Еще через три-четыре дня повторите сбор клеток, на этот раз объединив неприсоединяющиеся клетки из двух скважин в одну. Добавьте среду ко всем скважинам. Наблюдайте за клетками и меняйте среду два раза в неделю.

Когда клетки достигнут слияния, переключитесь на полную среду с 1% FBS. Используя вышеупомянутые протоколы, клетки IPE и RPE были успешно выделены и культивированы из пяти различных видов. Паттерн экспрессии RPE был подтвержден в первичных бытовых клетках IPE иммунофлуоресценцией для RPE65.

Жизнеспособность клеток изучали для исключения потенциальной токсичности электропорационного буфера с использованием коммерчески доступного набора для анализа цитотоксичности и электропорированного контроля узла. Никакого влияния на жизнеспособность клеток не наблюдалось. Прекультурные пигментные эпителиальные клетки разных видов были трансфекциированы желтым флуоресцентным белком Венеры.

Трансфекированные клетки RPE19 использовались в качестве положительного контроля. Здесь показана количественная оценка эффективности трансфекции в прекультурных свиноводческих RPE. Свежеизолированные пигментные эпителиальные клетки кролика были трансфекционны желтым флуоресцентным белком Венеры и контролировались с помощью микроскопии.

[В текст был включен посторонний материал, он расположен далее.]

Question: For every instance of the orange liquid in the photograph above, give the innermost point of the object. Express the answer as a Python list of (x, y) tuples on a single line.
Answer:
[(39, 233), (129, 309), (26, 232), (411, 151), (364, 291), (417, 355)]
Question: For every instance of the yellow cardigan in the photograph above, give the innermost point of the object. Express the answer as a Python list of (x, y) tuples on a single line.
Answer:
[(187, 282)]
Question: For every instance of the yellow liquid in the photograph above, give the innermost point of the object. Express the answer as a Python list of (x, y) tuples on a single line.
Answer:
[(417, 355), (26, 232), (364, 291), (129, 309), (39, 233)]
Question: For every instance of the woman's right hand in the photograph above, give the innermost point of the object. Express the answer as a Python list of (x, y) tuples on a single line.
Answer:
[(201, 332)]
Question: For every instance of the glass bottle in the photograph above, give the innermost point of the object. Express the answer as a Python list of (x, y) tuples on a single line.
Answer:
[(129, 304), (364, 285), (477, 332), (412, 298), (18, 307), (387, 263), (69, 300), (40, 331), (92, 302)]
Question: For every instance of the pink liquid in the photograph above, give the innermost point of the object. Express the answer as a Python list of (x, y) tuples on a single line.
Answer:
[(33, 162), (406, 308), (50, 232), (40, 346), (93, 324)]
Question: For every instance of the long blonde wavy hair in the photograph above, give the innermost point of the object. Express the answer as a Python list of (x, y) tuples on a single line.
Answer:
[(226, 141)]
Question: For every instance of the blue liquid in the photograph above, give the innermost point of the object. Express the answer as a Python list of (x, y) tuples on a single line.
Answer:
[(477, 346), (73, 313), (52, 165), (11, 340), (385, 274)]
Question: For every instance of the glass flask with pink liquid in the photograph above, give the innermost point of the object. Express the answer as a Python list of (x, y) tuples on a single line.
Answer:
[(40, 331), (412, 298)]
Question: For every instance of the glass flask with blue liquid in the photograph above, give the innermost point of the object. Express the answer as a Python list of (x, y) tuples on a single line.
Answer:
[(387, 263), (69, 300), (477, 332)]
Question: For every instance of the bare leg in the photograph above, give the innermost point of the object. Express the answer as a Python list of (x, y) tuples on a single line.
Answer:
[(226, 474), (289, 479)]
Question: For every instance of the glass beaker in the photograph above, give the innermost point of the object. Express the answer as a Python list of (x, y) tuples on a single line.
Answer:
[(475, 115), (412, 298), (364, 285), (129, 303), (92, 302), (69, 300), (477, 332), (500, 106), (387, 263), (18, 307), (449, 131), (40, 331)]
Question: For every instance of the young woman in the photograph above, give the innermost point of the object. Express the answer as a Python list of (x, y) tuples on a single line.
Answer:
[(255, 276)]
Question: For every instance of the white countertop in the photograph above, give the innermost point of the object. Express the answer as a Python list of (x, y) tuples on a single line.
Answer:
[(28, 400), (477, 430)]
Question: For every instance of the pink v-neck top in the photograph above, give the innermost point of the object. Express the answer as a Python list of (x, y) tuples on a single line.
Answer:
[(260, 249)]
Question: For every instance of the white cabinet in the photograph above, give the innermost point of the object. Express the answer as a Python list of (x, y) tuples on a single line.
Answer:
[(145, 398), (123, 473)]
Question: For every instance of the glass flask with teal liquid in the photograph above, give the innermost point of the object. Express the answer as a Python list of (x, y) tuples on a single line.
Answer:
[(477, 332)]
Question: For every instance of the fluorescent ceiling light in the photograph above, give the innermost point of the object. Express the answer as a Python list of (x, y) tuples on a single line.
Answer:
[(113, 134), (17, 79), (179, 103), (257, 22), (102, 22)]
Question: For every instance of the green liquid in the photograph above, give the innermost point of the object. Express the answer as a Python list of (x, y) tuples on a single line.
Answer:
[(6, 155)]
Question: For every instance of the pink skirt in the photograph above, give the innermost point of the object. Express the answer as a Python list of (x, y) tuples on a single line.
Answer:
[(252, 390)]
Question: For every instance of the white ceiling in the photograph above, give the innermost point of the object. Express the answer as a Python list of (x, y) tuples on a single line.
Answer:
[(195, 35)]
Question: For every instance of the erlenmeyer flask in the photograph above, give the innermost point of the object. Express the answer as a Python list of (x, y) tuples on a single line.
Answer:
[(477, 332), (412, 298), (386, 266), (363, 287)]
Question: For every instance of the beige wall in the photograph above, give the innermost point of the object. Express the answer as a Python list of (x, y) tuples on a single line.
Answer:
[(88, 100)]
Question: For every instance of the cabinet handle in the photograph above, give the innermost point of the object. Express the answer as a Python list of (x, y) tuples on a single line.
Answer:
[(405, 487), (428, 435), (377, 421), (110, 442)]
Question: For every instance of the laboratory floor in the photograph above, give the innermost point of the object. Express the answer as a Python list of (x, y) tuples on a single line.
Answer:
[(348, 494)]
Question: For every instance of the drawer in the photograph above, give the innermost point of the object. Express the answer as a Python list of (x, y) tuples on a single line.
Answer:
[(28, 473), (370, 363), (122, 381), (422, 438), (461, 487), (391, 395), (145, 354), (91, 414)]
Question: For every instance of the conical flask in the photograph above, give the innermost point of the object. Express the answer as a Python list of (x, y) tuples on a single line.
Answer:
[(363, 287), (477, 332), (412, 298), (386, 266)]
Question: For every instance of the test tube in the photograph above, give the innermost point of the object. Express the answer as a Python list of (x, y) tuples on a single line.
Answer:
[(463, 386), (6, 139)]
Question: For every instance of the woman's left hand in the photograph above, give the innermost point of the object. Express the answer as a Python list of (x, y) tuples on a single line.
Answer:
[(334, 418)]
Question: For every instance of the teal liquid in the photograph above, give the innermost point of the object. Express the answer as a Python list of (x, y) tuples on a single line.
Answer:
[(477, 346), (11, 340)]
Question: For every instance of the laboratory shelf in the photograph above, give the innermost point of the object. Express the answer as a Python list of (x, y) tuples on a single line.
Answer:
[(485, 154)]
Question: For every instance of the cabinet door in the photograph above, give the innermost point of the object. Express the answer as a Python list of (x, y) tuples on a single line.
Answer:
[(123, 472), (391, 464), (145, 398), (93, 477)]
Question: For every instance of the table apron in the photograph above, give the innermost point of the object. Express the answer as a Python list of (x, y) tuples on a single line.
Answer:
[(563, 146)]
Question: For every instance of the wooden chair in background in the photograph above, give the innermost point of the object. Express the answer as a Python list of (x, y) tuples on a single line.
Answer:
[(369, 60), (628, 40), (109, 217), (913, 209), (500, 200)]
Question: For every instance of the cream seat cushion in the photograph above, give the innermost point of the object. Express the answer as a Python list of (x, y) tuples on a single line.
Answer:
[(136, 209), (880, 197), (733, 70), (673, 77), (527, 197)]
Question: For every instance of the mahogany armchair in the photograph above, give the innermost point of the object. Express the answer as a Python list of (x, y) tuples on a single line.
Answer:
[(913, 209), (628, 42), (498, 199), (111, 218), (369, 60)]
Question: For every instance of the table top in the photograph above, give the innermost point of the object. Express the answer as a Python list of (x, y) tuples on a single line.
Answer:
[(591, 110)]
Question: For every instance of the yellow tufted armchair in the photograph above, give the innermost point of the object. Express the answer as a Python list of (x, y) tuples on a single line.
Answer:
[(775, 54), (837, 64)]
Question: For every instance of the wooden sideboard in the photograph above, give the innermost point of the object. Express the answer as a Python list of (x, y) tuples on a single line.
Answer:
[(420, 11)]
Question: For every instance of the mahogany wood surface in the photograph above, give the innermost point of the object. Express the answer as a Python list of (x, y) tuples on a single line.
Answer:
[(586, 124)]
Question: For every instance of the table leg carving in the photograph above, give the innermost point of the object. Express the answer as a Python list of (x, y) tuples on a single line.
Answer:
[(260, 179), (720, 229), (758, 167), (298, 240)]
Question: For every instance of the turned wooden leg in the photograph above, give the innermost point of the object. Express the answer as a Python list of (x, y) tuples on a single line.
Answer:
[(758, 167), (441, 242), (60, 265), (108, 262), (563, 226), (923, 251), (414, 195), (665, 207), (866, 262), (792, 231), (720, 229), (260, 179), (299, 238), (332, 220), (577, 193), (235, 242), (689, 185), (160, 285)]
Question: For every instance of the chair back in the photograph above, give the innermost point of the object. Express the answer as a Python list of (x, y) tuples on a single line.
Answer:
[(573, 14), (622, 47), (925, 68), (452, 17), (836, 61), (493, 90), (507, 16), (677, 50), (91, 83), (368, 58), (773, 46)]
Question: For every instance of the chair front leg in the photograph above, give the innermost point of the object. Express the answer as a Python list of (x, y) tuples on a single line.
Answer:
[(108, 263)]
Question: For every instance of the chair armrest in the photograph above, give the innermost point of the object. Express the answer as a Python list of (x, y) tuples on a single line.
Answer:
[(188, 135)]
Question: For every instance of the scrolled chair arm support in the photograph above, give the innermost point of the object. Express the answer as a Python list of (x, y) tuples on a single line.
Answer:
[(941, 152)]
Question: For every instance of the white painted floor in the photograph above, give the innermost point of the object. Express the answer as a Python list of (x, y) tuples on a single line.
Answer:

Пигментные эпителиальные клетки трансфектировали фактором, полученным из пигментного эпителия, а секреция белка контролировалась западным пятном. Сигнал для трансфекционных клеток был выше по сравнению с непереперераженными клетками для всех видов и дней исследования, и в течение этого времени не наблюдалось снижения секреции белка. Очень важно избегать соскабливания ячеек острыми инструментами.

Здесь используются огнеполированные пипетки Пастера, за исключением маленьких мышиных глаз, где необходимо использовать круглый скальпель. Пигментные эпителиальные клетки могут быть использованы для разработки подходов генной терапии и для моделирования патологических состояний, например, повреждения окислительным стрессом. Эти модели также могут быть использованы для тестирования терапевтических препаратов.